Dalam penyidikan baru ini, lanjut Febri, pihak KPK sudah mendapatkan bukti permulaan yang cukup berdasarkan pengembangan di proses penyidikan dan mencermati fakta-fakta yang muncul di persidangan. "Tersangka diduga bersama Wali Kota Malang periode 2013-2018 Moch. Anton dan Kepala DPUPBB Kota Malang tahun 2015 Jarot Edy Sulistyono telah memberi hadiah atau janji terkait pembahasan APBD Perubahan Kota Malang tahun anggaran 2015 kepada Ketua DPRD Kota Malang periode 2014-2017 Moch Arief Wicaksono dan kawan-kawan," ungkapnya.

Atas dugaan tersebut, Cipto disangkakan melanggar pasal 5 ayat 1a atau b atau pasal 13 UU 31/1999 tentang Tipikor. Febri juga menerangkan konstruksi perkara yang diduga sudah terjadi.

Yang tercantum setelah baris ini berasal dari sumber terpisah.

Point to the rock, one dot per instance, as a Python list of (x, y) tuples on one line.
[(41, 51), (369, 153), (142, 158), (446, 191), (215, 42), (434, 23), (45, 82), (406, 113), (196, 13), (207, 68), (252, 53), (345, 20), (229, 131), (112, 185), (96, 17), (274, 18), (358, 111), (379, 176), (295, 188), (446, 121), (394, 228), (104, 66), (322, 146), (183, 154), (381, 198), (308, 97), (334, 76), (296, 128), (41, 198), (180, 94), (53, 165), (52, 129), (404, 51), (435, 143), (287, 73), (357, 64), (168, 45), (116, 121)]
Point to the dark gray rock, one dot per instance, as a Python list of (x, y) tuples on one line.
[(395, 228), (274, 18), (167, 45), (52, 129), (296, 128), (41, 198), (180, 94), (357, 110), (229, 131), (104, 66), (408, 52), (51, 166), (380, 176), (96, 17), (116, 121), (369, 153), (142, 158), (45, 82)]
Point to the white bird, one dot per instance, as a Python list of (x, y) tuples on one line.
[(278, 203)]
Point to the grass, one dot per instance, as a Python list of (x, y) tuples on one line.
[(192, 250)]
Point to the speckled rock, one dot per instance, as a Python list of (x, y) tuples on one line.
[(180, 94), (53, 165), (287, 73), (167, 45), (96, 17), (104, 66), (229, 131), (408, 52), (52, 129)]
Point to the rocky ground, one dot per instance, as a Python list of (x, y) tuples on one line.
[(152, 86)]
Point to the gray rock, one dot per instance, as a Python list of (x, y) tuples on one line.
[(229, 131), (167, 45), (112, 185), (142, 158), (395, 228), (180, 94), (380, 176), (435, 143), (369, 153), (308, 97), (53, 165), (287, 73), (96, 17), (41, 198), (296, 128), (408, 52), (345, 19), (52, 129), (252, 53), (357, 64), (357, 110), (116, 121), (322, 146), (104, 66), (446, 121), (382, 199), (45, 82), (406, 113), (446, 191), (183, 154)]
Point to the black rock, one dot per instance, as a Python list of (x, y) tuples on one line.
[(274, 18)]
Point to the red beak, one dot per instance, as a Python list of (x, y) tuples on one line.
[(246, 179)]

"Pertama pada pelaksanaan APBD 2015 Pemkot Malang terdapat sisa lebih penggunaan anggaran (silpa) atas APBD sebelumnya. Agar silpa bisa digunakan, maka perlu dilakukan perubahan APBD. Pada pertengahan Juni-Juli 2015 itu, dilakukan pembahasan APBD Perubahan Kota Malang 2015 yang diawali dengan rapat paripurna untuk membahas KUA-PPA," urainya.

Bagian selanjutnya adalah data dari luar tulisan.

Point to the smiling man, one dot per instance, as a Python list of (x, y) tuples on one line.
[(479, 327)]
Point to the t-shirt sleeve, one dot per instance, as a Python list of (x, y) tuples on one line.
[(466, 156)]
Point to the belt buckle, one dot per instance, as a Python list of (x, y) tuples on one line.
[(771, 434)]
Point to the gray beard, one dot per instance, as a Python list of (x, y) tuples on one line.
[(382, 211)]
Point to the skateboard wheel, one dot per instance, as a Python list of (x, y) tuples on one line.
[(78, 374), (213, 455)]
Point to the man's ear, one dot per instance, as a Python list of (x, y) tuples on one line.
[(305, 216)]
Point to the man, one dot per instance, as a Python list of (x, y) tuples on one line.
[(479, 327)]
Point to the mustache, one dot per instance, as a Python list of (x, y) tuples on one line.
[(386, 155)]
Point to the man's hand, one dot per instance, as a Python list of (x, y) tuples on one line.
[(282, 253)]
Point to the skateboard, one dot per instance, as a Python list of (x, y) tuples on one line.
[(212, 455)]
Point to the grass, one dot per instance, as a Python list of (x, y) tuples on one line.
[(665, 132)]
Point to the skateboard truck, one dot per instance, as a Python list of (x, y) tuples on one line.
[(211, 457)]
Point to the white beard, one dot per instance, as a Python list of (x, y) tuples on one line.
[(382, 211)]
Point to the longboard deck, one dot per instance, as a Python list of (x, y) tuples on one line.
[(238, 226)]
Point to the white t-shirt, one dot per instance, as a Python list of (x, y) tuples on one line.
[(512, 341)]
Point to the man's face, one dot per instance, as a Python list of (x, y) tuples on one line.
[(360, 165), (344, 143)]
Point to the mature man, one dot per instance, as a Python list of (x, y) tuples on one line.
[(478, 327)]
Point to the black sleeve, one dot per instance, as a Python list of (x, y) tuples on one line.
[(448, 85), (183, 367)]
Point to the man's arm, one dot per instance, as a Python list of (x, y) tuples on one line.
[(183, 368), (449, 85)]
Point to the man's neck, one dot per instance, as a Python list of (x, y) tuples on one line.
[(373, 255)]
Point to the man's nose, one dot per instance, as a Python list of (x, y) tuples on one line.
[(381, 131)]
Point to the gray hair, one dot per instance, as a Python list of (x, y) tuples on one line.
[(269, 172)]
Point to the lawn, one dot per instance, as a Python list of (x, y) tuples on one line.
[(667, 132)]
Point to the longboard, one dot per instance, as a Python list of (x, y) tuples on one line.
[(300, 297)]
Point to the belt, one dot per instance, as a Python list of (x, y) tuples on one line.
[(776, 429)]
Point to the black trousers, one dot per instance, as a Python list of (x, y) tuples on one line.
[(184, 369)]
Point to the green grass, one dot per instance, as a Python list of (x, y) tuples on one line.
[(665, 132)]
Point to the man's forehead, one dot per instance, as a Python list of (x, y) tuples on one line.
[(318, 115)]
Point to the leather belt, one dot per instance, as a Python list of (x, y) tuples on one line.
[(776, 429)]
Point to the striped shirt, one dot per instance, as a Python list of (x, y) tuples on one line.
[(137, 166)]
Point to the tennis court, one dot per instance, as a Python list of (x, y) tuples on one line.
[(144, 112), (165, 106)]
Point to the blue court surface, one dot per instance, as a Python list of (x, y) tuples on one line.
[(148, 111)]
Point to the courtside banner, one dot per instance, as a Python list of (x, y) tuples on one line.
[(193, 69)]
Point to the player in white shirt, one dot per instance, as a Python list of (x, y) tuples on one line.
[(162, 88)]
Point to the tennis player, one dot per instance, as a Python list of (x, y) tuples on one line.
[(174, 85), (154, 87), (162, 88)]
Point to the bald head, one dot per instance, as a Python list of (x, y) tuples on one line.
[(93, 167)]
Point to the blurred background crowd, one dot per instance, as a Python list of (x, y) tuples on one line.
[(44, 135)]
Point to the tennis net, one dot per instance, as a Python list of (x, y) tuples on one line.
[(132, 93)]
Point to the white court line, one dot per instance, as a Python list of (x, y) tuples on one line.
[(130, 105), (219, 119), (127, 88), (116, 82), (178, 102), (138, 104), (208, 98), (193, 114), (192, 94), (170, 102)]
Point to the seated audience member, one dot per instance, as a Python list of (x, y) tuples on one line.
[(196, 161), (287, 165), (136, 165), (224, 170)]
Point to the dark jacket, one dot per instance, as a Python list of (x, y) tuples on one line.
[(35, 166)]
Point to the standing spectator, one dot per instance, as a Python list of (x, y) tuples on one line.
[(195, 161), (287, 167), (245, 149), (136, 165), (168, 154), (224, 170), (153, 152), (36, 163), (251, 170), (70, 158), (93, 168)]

"Sekitar Juni, Wali Kota Anton memerintahkan CWI berkoordinasi dengan Jarot dan Arief terkait penyiapan uang "uborampe" yang diduga akan diberikan pada seluruh anggota DPRD untuk persetujuan pokok-pokok pikiran DPRD," bebernya. 

Dalam koordinasi tersebut, tambahnya, Arief menyampaikan kepada Cipto bahwa jatah dewan kurang lebih saat itu sekitar Rp 700 juta. Cipto diduga memerintahkan beberapa satuan kerja perangkat daerah (SKPD) untuk mengumpulkan dana yang akan diberikan pada DPRD atas instruksi wali kota.

 "Selain itu, CWI juga memerintahkan mengumpulkan uang sejumlah Rp 900 juta dari rekanan pemborong di Dinas PUPR Kota Malang untuk diberikan kepada Moch. Anton  agar mendapatkan persetujuan dalam APBD Perubahan tersebut," jelasnya.

Setelah ada kesepakatan uang yang disebut uang pokir (pokok pikiran) itu, Arief bersama Cipto melakukan kesepakatan waktu persetujuan APBD-P. "Waktu diduga diatur sedemikian rupa agar tidak terlalu kentara dan tidak terlalu cepat disetujui oleh dewan. Jadi, seolah-olah prosesnya normal. Padahal sebelumnya diduga sudah ada kesepakatan penyerahan uang kepada sejumlah anggota DPRD," paparnya. "Tersangka CWI merupakan tersangka ke 45 dalam kasus ini," sambungnya. 

Sebelumnya, urai Febri, KPK menangani kasus ini dalam 3 tahap. Pertama, KPK menetapkan 3 tersangka pada 3 Agustus 2017 yakni M. Arief Wicaksono, Jarot Edy, dan Hendrawan Mahruzaman yang merupakan rekanan pemkot. "Ketiganya sudah divonis bersalah. Tahap kedua, 19 tersangka yakni Wali Kota Malang Moch. Anton dan 18 anggota dewan. Tahap ketiga, ditetapkan tersangka pada 22 anggota DPRD. Kali ini Kami meningkatkan status terhadap CWI sebagai tersangka," paparnya.